CEN_EdG a écrit :
Je parlais strictement de l'armée française du XIVe siècle, donc pas de relativisme chez moi. Et oui, elle est retombée dans l'enfance de l'art par rapport à ce que pouvait faire une légion romaine sur un champ de bataille. Cela tient à un affaiblissement de la fonction commandement et à une incapacité à générer une armée permanente dans la durée, capable de concaténer et de théoriser des enseignements tactiques sur le long terme, et d'apporter ainsi des évolutions hors conflits.
Elle est dans une logique de stagnation depuis le XIIIe siècle et est incapable de s'opposer aux innovations techniques et tactiques apportées par ses concurrentes. Ce qui ne lui ôte en aucune manière son courage ni ne nie les qualités individuelles de ses combattants. C'est juste que collectivement, elle n'est plus performante parce qu'elle s'avère incapable de manoeuvrer sur le champ de bataille et d'évoluer en dehors.
D'un point de vue tactique je suis d'accord mais finalement passer à coté des nouveauté du siècle n'est pas un problème qui n'arrive qu'aux armées de sociétés "archaïques" ; il suffit de voir la situation de l'armée française en 1870 ou en 1940 pour s'en convaincre. Contrecarrer des tactiques nouvelles, les anticiper est une chose très complexe et malgré l'exceptionnel outil militaire romain les volées sont nombreuse face à un nouvel adversaire et de nouvelles pratiques. Il faut parfois des dizaines d'années d'adaptation et de corrections pour que les Romains parviennent à répondre efficacement à de nouveaux défis tactiques. Finalement le blocage tactique français des XIVe et XVe siècle est surtout dû à la place grandissante d'une aristocratie jalouse de son statut et craignant de perdre la main.
Je n'aime vraiment pas cette idée "d'enfance de l'art" ; elle sous entend que la pratique des combattants était médiocre et non avenue. C'est oublier qu'elle a dominé les champs de bataille entre le XIe et le XIIIe siècle et que sa sclérose n'est que très progressive.
Pour ce qui est des innovations technique par contre justement, le chevalier s'adapte en permanence ; l'armure se complète et rend le combattant très difficile à blesser par les moyens disponibles. De même son armement se diversifie et voit se multiplier les armes contondantes capables justement de blesser rudement les ennemis ainsi protégés.
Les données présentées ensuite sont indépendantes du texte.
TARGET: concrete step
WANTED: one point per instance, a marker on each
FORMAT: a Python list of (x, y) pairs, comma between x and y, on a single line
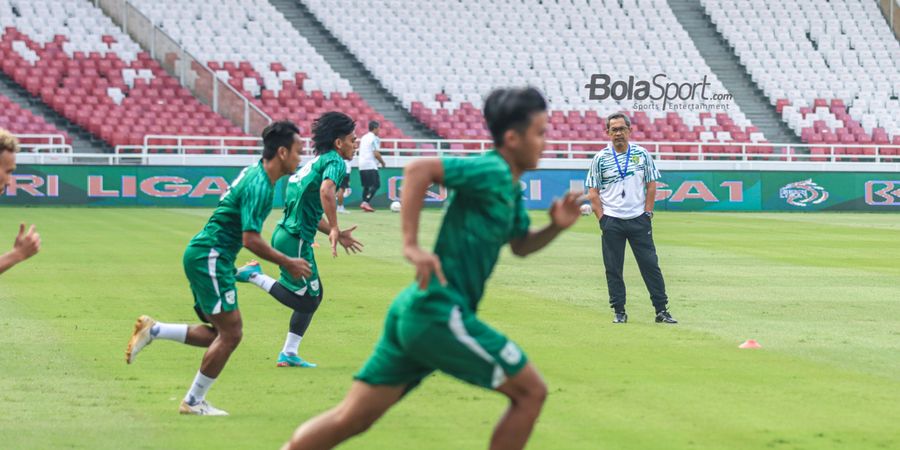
[(727, 67), (82, 140), (349, 67)]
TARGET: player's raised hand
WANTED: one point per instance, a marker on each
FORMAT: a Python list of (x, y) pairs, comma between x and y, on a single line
[(298, 268), (333, 237), (27, 243), (564, 212), (349, 243), (426, 263)]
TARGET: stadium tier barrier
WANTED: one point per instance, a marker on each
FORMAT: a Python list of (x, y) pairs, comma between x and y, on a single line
[(224, 99)]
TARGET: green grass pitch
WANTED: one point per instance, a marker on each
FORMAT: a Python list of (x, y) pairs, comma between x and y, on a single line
[(820, 292)]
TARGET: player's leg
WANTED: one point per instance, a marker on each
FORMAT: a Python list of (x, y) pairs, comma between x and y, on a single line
[(146, 329), (375, 184), (304, 309), (526, 392), (387, 375), (215, 296), (613, 244), (303, 296), (230, 331), (362, 407), (368, 178), (641, 240), (472, 351)]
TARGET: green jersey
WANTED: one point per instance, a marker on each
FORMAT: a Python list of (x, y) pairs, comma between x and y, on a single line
[(243, 207), (302, 203), (485, 211)]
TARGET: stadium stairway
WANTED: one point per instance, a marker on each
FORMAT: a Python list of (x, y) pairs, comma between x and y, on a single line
[(82, 141), (722, 60), (344, 63)]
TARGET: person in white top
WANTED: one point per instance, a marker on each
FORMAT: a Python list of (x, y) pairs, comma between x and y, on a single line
[(369, 160), (622, 189), (344, 191)]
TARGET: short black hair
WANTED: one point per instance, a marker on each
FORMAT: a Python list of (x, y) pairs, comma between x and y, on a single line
[(614, 116), (511, 108), (276, 135), (328, 127)]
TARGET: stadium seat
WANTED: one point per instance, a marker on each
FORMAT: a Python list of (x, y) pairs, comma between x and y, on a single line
[(79, 63), (816, 68), (237, 39), (459, 55)]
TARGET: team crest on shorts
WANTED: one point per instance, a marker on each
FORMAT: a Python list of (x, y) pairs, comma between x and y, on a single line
[(803, 193), (511, 353)]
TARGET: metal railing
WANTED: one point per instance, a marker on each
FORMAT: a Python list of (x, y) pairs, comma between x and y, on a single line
[(43, 143), (687, 151), (223, 98)]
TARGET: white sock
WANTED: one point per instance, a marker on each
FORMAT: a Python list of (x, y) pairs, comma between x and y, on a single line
[(171, 331), (263, 281), (198, 390), (291, 344)]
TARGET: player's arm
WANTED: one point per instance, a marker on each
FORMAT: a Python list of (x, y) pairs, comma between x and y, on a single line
[(25, 246), (597, 202), (328, 196), (253, 215), (563, 213), (323, 226), (346, 239), (417, 176), (651, 196)]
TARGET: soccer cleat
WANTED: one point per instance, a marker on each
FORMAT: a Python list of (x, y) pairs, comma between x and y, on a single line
[(200, 409), (140, 337), (245, 272), (285, 360), (665, 317)]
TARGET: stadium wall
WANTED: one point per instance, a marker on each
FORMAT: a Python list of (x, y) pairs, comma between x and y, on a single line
[(678, 190)]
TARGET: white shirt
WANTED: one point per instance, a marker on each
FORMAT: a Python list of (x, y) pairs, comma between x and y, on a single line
[(622, 197), (368, 145)]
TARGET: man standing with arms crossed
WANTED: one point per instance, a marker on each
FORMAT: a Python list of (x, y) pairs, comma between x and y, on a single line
[(369, 160), (622, 189)]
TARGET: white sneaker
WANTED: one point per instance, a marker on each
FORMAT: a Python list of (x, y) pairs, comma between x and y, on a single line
[(140, 337), (200, 409)]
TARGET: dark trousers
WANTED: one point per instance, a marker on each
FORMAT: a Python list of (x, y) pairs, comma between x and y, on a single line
[(639, 233), (371, 182)]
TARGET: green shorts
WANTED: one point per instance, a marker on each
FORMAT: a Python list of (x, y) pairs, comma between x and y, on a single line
[(432, 331), (292, 246), (212, 280)]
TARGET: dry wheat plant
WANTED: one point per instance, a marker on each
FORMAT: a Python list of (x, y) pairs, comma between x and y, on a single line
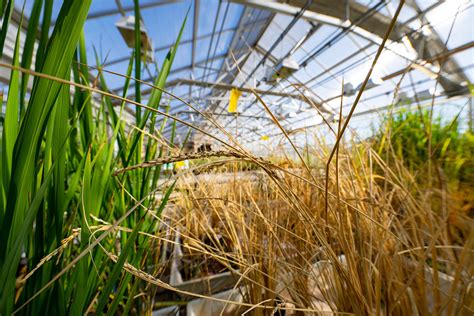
[(93, 221)]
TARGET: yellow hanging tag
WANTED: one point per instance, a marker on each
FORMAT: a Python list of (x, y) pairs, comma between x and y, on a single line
[(234, 99)]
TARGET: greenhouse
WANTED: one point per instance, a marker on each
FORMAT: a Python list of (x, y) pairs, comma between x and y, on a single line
[(237, 157)]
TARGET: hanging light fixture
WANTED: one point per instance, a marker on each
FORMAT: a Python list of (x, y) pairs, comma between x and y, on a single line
[(126, 27)]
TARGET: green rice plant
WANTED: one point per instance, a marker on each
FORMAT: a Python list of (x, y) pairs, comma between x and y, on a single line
[(57, 189), (415, 139)]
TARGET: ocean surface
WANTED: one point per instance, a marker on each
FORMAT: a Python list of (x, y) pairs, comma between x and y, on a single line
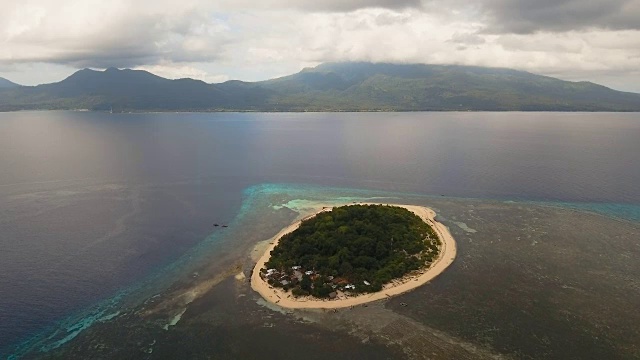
[(99, 212)]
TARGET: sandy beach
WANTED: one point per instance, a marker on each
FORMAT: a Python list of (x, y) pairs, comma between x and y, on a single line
[(396, 287)]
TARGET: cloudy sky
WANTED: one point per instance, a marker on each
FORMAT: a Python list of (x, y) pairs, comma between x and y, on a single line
[(46, 40)]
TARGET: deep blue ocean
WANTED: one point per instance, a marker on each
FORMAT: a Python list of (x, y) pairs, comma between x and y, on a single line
[(93, 205)]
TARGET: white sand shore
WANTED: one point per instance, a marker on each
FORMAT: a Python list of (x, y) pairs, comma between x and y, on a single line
[(399, 286)]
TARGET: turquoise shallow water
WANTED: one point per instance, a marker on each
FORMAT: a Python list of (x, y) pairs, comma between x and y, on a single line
[(258, 204), (99, 212)]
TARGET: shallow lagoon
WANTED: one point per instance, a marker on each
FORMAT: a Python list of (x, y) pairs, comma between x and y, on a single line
[(125, 206)]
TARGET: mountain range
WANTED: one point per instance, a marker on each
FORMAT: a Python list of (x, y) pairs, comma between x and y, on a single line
[(327, 87)]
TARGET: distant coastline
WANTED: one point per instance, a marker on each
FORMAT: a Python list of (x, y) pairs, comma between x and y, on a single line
[(329, 87), (399, 286)]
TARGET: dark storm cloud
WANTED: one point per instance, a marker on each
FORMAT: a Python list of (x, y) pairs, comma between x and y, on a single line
[(347, 5), (527, 16)]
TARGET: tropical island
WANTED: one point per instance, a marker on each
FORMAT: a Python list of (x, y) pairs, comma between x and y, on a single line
[(353, 254)]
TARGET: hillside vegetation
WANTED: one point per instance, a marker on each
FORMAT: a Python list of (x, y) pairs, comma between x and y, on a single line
[(327, 87)]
Au delà, la guerre demeure une sorte de rapport de convenance ; rares sont les moments où une armée ou un tacticien brise le rapport d'équilibre qui s'établit de fait par habitude. Ce qui rend le cas de la chevalerie exemplaire c'est qu'il se double d'un bouleversement social difficile à digérer pour une caste guerrière jusque là dominante. Mais bon, je ne pense pas qu'il s'agisse du seul cas de conservatisme en matière militaire de l'Histoire...
CEN_EdG a écrit :
Elle est loin d'être la seule dans ce cas dans l'histoire européenne. On peut trouver des cas différents ailleurs, j'imagine, grâce à une ritualisation très poussée qui permet une meilleure transmission des savoirs, mais il n'y a guère d'évolution de rupture sans forte intensité des conflits (vecteurs d'enseignements) et sans armée permanente ou assimilée.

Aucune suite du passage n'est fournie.